The Combined Effect of Green Tea, Saffron, Resveratrol, and Citicoline against Neurodegeneration Induced by Oxidative Stress in an In Vitro Model of Cognitive Decline.

During ageing, the brain is vulnerable to a growing imbalance of the antioxidant defence system, resulting in increased oxidative stress. This condition may be mainly responsible for cognitive decline, resulting in synaptic transmission disruptions and the onset of neuronal dysfunction. In this context, developing efficient preventive and therapeutic strategies against increased oxidative stress and decreased antioxidant defence mechanisms should be considered a public health priority to promote healthy ageing. Therefore, the current study explored the benefits of a novel combination of green tea, saffron, trans-Reveratrol, and citicoline, called MIX, on improving intracellular processes to ameliorate the mechanisms linked to cognitive decline under oxidative stress conditions. First, the ability of MIX to cross the blood-brain barrier (BBB) was evaluated in an in vitro model, analysing TEER value and the specific tight junctions; second, the CCF-STTG1 cell line was pretreated with 200 µM H₂O₂ for 30 min to explore the effects of the single active compounds and their combination under oxidative stress conditions. Our results demonstrated for the first time the synergistic effects of the new combination to improve the absorption rate of individual agents through the BBB and maintain its integrity.
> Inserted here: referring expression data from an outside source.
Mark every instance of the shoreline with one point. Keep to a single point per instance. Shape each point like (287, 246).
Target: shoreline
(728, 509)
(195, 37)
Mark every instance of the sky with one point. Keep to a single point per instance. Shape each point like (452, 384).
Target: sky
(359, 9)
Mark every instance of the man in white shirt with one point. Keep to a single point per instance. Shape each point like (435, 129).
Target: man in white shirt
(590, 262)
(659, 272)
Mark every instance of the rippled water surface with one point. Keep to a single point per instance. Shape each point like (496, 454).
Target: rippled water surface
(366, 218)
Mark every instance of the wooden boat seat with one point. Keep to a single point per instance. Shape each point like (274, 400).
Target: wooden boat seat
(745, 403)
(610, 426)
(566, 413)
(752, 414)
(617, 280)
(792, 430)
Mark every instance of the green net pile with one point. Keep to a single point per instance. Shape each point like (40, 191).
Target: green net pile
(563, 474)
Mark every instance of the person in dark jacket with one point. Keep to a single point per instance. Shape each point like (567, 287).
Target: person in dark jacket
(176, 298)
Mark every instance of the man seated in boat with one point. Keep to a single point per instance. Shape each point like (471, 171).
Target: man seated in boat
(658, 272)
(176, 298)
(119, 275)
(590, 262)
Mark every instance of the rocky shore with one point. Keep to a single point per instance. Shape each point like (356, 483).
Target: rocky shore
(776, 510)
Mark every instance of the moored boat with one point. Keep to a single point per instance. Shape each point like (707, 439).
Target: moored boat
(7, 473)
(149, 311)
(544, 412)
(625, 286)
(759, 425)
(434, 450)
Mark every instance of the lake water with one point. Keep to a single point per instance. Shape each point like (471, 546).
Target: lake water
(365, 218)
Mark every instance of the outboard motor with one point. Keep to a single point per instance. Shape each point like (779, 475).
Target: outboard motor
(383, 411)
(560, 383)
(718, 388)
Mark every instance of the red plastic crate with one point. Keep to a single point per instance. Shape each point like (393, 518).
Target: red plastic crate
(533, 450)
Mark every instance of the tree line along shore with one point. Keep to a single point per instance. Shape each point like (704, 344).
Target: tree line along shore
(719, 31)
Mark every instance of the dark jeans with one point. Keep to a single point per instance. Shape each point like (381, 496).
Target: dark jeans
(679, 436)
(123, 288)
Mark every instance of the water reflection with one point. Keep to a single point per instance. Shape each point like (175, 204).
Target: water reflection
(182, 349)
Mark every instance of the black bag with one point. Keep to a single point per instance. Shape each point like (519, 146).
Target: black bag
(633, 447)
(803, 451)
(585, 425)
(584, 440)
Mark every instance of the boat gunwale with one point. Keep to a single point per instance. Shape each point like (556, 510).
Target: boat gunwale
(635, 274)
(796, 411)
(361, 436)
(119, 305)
Subsequently, further research was done to assess the positive role of the combination to counteract oxidative damage; as expected, MIX restored the neurodegenerative state activated by 200 µM H₂O₂, reducing mitochondrial damage, and improving survival pathways. Additionally, MIX acted as a regulator of both cellular energy metabolism and apoptosis, reducing the inflammatory state activated by oxidative stress. Finally, MIX can balance neurotrophin production to prevent mitochondrial disruption. In conclusion, MIX counteracted the adverse effects of brain oxidative stress, suggesting that this new proposed formulation prevents the molecular mechanisms underlying the onset of cognitive decline, even in support of conventional therapy.